Atul Gawande is a medical doctor who’s also an eloquent writer.  In the course of his work he’s become interested in reducing errors, and has looked deeply into how to minimize them.  And he’s had the opportunity to put into practice and test his ideas, refining them until they work. This book documents his explorations, developing a thesis that he recognizes has applicability far beyond medicine.  And that’s important for us, if we care about improving outcomes both professional, personal, and societal.

He breaks up flaws in execution into those where we don’t have knowledge, and those where we make errors despite having the requisite knowledge.  And he explores eloquently how likely the latter are in the real world.  Demonstrably smart  and knowledgeable people, acting in complex situations, regularly make mistakes. Those who have heard me speak about how our minds work know that there’s some randomness built into our system. Frankly, we’re not really good at doing rote tasks.  He doesn’t go into the cognitive architecture, but rather documents it via stories and explanations of complexity.  And he develops a particular approach that is striking in it’s simplicity and powerful in it’s effects.

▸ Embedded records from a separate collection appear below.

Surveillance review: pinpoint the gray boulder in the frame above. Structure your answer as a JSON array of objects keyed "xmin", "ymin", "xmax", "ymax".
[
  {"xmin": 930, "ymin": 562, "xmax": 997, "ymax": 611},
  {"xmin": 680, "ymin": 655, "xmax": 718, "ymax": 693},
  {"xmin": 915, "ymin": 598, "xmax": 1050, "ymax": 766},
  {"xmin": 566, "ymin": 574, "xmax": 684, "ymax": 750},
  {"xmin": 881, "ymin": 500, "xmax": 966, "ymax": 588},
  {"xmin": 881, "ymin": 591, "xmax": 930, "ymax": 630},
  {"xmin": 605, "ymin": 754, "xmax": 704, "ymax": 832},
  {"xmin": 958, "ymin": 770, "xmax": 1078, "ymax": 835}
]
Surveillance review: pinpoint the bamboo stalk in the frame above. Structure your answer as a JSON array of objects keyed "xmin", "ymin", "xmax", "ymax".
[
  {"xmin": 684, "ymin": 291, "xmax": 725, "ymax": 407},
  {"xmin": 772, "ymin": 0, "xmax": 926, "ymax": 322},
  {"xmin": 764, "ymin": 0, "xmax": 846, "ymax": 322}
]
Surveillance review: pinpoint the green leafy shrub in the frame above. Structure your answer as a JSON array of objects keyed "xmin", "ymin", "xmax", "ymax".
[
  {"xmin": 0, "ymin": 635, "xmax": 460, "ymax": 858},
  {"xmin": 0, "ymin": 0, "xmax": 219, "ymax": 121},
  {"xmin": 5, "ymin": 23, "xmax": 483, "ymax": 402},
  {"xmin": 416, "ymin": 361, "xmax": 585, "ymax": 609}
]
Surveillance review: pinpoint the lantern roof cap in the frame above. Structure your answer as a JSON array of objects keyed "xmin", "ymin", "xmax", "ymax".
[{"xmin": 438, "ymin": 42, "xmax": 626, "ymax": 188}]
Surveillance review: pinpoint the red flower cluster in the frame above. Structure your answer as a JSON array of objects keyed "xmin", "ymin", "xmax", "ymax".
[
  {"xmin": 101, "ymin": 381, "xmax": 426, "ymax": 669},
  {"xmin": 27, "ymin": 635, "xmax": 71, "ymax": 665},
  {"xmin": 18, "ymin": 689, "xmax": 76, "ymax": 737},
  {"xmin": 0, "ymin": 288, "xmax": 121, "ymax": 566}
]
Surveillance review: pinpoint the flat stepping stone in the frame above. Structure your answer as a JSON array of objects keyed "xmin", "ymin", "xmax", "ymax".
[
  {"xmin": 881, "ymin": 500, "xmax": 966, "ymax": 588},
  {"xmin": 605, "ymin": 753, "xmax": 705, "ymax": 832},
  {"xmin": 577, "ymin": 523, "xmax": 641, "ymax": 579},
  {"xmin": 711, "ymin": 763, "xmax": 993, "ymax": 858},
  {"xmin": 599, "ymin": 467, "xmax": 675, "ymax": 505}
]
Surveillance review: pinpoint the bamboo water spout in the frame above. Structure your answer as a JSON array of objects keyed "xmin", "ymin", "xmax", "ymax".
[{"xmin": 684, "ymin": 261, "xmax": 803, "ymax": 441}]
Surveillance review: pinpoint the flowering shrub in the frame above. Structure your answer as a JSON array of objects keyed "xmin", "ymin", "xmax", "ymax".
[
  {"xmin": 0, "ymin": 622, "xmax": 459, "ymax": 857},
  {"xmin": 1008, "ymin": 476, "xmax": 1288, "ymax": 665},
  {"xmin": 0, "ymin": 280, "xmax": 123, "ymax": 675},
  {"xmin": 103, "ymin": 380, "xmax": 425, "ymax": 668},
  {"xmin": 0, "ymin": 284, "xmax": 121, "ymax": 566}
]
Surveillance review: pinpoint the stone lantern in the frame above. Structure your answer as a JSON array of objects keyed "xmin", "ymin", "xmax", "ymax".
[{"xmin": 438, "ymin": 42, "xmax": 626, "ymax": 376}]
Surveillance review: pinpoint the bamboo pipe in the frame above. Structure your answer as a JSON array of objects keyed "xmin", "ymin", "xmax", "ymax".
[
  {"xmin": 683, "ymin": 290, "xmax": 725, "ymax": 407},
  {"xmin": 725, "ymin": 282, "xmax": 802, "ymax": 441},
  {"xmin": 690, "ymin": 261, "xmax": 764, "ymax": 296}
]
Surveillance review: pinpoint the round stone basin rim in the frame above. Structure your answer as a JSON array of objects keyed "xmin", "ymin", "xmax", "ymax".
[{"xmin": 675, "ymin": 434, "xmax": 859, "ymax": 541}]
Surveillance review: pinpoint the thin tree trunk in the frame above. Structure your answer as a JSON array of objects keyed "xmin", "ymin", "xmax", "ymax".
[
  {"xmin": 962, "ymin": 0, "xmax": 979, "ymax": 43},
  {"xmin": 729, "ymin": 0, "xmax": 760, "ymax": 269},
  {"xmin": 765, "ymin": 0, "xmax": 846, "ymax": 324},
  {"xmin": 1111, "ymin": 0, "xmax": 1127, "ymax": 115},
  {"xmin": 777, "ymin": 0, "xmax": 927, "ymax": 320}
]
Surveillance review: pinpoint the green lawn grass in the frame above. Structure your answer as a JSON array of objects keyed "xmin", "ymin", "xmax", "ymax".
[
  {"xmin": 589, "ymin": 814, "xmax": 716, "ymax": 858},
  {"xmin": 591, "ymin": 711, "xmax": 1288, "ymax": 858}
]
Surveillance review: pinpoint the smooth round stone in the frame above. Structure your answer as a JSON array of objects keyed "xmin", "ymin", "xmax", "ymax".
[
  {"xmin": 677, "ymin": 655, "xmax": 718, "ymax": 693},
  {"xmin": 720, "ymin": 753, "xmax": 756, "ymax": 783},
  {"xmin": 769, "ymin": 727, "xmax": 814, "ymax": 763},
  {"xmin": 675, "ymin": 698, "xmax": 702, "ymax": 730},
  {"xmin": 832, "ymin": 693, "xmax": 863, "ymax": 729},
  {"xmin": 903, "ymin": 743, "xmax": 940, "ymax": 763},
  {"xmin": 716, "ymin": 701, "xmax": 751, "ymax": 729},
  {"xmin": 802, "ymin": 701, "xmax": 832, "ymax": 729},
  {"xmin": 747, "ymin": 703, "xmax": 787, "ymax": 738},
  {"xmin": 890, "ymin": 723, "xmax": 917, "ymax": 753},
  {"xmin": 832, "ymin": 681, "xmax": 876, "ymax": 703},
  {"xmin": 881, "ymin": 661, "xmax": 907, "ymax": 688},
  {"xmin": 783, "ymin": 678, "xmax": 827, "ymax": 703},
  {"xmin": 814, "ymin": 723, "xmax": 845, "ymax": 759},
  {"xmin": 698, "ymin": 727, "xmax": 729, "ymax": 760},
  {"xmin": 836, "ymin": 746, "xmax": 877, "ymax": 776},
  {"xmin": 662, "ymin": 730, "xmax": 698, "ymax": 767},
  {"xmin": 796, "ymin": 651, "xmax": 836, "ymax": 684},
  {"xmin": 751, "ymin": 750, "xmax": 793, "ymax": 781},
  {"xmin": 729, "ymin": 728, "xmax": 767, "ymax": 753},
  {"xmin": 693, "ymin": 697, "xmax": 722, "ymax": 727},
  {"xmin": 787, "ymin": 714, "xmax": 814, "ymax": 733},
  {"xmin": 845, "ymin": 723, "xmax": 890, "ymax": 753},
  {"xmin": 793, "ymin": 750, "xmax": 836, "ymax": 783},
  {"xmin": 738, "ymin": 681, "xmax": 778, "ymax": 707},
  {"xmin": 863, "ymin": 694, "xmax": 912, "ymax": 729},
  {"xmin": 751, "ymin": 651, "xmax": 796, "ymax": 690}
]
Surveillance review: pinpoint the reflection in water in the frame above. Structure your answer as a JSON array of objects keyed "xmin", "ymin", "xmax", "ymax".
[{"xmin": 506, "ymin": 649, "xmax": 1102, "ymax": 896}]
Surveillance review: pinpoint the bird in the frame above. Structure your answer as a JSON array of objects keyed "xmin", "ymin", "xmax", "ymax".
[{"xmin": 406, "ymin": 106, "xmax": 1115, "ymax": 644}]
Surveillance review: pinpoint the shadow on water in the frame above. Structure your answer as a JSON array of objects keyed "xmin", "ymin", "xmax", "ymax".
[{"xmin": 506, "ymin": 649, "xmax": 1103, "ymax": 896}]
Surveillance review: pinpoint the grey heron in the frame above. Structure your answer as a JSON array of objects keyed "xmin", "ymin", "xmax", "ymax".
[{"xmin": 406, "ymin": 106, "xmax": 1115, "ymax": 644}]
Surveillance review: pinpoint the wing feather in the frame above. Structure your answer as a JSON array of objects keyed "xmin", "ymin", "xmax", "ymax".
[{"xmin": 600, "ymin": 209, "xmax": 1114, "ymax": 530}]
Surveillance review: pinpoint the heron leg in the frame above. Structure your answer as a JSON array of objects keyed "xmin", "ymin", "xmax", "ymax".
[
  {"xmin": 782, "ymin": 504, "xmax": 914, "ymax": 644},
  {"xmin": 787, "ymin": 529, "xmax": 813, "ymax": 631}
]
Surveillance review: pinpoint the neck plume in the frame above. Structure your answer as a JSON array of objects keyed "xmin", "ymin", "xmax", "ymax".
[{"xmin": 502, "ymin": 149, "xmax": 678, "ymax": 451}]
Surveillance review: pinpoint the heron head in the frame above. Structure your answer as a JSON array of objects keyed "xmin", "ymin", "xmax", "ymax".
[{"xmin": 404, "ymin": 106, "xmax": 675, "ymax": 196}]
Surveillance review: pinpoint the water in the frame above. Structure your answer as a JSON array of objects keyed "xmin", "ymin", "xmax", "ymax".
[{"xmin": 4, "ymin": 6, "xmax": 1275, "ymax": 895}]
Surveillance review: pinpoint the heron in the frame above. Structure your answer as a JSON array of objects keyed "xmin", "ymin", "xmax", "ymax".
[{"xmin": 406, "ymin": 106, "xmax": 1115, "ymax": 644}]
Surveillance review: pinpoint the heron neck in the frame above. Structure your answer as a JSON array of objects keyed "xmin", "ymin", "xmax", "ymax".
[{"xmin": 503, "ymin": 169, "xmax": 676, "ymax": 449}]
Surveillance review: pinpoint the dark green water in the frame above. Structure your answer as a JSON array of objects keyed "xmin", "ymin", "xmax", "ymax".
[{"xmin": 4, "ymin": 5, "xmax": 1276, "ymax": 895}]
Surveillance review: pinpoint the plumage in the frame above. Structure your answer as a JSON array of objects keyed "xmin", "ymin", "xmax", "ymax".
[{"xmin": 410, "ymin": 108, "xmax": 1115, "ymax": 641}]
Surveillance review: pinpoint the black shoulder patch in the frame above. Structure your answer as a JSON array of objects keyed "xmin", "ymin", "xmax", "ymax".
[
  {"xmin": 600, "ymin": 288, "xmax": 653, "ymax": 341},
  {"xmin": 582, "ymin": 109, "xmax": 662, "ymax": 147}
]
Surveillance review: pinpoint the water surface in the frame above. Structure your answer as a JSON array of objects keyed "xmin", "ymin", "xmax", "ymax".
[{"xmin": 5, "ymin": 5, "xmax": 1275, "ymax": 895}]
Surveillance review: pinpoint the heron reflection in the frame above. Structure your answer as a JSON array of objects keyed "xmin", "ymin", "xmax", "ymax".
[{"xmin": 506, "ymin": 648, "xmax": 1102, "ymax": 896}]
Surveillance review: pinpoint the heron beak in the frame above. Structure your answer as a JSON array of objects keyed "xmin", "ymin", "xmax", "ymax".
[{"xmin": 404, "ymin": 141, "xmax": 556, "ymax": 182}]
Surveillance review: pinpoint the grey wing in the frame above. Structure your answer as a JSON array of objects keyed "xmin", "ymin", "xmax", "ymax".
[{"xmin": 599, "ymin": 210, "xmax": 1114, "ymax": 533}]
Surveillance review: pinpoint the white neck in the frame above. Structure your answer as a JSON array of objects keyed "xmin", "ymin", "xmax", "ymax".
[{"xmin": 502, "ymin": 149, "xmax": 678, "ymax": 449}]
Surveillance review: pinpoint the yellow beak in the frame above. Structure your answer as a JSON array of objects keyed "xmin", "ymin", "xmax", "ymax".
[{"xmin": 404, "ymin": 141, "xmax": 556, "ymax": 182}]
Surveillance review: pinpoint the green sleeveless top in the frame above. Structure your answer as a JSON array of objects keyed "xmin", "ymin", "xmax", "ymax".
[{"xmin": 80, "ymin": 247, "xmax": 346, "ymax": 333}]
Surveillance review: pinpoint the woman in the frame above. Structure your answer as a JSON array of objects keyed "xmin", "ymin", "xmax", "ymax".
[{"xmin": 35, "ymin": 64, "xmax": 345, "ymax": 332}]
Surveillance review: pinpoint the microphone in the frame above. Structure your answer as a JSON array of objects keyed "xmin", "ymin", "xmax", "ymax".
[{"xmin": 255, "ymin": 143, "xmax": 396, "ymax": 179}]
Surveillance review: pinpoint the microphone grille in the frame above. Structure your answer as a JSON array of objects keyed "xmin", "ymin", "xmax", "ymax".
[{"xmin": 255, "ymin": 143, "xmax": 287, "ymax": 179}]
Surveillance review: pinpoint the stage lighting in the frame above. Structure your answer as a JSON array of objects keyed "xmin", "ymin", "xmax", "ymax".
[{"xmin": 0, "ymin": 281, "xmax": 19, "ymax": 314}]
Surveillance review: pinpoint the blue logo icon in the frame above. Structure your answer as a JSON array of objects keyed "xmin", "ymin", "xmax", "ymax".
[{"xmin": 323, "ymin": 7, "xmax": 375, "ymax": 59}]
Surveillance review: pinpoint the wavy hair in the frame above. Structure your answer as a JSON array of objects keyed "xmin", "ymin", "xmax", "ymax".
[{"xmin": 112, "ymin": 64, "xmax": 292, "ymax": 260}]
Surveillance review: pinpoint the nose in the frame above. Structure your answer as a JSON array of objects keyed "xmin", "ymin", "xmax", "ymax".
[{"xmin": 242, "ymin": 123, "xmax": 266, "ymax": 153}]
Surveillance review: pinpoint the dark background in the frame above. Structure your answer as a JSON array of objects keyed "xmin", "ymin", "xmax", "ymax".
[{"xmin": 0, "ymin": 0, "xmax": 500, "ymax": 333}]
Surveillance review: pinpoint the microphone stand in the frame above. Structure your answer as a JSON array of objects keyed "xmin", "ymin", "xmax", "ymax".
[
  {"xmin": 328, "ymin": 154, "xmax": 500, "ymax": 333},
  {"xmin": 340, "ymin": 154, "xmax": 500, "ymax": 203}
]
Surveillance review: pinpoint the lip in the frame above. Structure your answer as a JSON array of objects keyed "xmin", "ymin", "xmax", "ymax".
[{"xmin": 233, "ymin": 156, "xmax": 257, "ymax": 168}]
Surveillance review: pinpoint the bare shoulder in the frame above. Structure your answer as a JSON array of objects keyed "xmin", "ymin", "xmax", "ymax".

Not surprisingly, given the title, the solution are checklists.  He has two types, ones that help us execute those rote steps that are critical to success, and another that helps connect us at critical times.  He categorizes, in a way I find reminiscent of Van Merriënboer’s elegant task analysis in terms of the knowledge you need and the complex problems you apply it to, the benefits of both remembering those crucial but empirically overlooked steps and of having people build a quick rapport and share the critical information at critical times.  He illustrates with flight and large-scale architecture examples as well as medical,situations where performance literally is life-or-death.  The clear implication is that if it saves lives there, it can save dollars or more anywhere.

And, refreshingly, he admits you’re not going to get it right the first time, and you need to trial, iterate, and refine again. He recognizes that it must be quick, easy to use, and tuned for the context of use.  This is no quick fix, but it ends up providing small easy changes that actually save time as well as reduce error.  It’s really about performance support, and it’s not complex, and it can work.  It’s also a natural match to mobile delivery, which I’m sure is one of the reasons Judy pointed it out.

This short, eloquent book holds the power to make significant improvements in many fields.  I strongly recommend it.